Sin ser exactamente árboles singulares, dos plantas prestan su imagen para ser señas de identidad en nuestras calles: el naranjo amargo (Citrus aurantium) y la jacaranda (Jacaranda mimosifolia). El primero, traído en tiempos de dominio musulmán, es ahora uno de los árboles más icónicos de la ciudad. Viste hermosas calles en el casco histórico, pero también no pocas de los barrios. La floración del azahar perfuma las calles con un intenso aroma que es preludio inequívoco de la primavera. La jacaranda se generalizó durante la Exposición Iberoamericana de 1929. De origen sudamericano, regala a no pocas avenidas de la ciudad un intenso color violeta tras los últimos fríos del año, ya que sus flores brotan intensamente antes de que lo hagan las hojas.
Todo sevillano no se extraña lo más mínimo ante un acerado lleno de naranjas. Ni se intenta comer ninguna.

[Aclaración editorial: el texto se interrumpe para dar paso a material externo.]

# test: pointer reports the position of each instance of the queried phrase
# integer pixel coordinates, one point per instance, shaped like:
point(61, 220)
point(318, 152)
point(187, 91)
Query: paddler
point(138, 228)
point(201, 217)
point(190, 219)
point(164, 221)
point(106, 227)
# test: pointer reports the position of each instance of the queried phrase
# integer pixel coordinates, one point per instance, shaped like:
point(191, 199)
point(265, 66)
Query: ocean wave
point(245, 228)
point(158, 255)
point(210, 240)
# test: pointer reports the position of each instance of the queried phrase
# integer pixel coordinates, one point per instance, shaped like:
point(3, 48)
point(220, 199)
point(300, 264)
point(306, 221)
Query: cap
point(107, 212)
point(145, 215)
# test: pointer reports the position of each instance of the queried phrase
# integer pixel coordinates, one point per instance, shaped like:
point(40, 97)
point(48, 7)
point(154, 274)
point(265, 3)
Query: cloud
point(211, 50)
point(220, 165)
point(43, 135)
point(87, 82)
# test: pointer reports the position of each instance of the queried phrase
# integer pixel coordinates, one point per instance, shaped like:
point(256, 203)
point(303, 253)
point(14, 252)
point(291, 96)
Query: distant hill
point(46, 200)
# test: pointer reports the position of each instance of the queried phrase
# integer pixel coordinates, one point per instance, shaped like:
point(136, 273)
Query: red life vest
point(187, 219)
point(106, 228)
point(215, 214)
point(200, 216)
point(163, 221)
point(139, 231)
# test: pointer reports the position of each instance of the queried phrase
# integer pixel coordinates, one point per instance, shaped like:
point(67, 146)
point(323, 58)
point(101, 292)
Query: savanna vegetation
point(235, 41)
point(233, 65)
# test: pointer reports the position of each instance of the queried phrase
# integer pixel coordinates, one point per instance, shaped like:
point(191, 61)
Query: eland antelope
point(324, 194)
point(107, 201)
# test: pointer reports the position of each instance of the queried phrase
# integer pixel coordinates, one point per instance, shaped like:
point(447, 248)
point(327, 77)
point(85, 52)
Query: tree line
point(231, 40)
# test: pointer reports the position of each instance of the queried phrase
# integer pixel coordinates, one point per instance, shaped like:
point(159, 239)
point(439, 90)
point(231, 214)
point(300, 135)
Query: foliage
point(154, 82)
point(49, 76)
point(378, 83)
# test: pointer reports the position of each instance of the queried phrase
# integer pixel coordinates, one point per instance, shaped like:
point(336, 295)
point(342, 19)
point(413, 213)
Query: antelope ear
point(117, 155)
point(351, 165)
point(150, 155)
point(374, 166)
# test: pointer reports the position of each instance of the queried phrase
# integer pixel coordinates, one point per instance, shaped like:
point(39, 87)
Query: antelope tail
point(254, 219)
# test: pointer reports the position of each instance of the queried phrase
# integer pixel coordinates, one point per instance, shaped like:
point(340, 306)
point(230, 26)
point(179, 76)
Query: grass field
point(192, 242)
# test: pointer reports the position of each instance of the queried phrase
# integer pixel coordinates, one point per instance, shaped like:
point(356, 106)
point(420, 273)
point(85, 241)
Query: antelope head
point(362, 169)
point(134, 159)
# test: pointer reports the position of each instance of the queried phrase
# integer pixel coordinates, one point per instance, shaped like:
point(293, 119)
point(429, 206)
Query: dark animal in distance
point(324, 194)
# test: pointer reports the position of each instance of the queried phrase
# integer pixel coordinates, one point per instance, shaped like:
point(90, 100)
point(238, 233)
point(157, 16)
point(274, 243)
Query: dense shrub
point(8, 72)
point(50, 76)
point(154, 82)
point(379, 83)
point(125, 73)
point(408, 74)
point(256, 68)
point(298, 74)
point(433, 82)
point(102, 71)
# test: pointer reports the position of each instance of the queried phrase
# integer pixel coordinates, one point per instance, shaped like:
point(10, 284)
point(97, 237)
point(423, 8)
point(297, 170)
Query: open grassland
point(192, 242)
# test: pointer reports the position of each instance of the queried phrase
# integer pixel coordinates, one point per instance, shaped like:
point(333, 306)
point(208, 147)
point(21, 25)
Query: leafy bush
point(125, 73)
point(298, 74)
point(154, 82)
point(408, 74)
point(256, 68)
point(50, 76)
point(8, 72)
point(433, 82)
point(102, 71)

Un paseo por las calles de Sevilla también nos puede sorprender con curiosidades etnobotánicas pintorescas. Determinadas plantas de uso tradicional y explotación no industrial son frecuentes en la venta callejera ambulante, como el palodú (rizomas del regaliz -Glycyrrhiza glabra-), la tagarnina (hojas tiernas del cardo Scolymus sp.), los higos chumbos (Opuntia ficus-indica) o el aromático tomillo andaluz (Thymbra capitata), entre otras. Las vistosas y coloridas sillas utilizadas en las casetas de feria o en tablaos flamencos han sido tradicionalmente elaboradas con hojas de enea (Typha dominguensis). Y en Semana Santa, los balcones y calles se llenan de palmas blancas (Phoenix sp.) y ramas de olivo (Olea europaea) para rememorar la entrada de Jesús en Jerusalén como preludio a la Pasión.
Las plantas permean incluso en aspectos menos evidentes en Sevilla. Así, el callejero recoge no pocos nombres vegetales, algunos desde hace cientos de años: Azufaifo, Fresa, Lirio, Peral o Pimienta son solo parte de las calles del casco histórico con nombres vegetales. Una de las principales vías de entrada a la ciudad, la Avenida de la Palmera, hace honor a la multitud de datileras (Phoenyx dactylifera) que la jalonan. Los mantos y túnicas de las imágenes religiosas en Semana Santa llevan bordadas nítidas imágenes de acantos, cardos, pasifloras, rosas y palmeras, todas reinterpretadas como signos de virtudes. La propia Giralda está rematada en sus cuatro esquinas por jarras de azucenas, en referencia a la pureza…
Con esta herencia, Sevilla no solo representa una ciudad de singular belleza, sino también un lugar emblemático para la comunidad botánica. Es aquí, en este cruce de caminos entre pasado y futuro, donde celebramos el II Congreso Nacional de Botánica.
¡Os esperamos en Sevilla para seguir escribiendo juntos páginas de la historia de la botánica!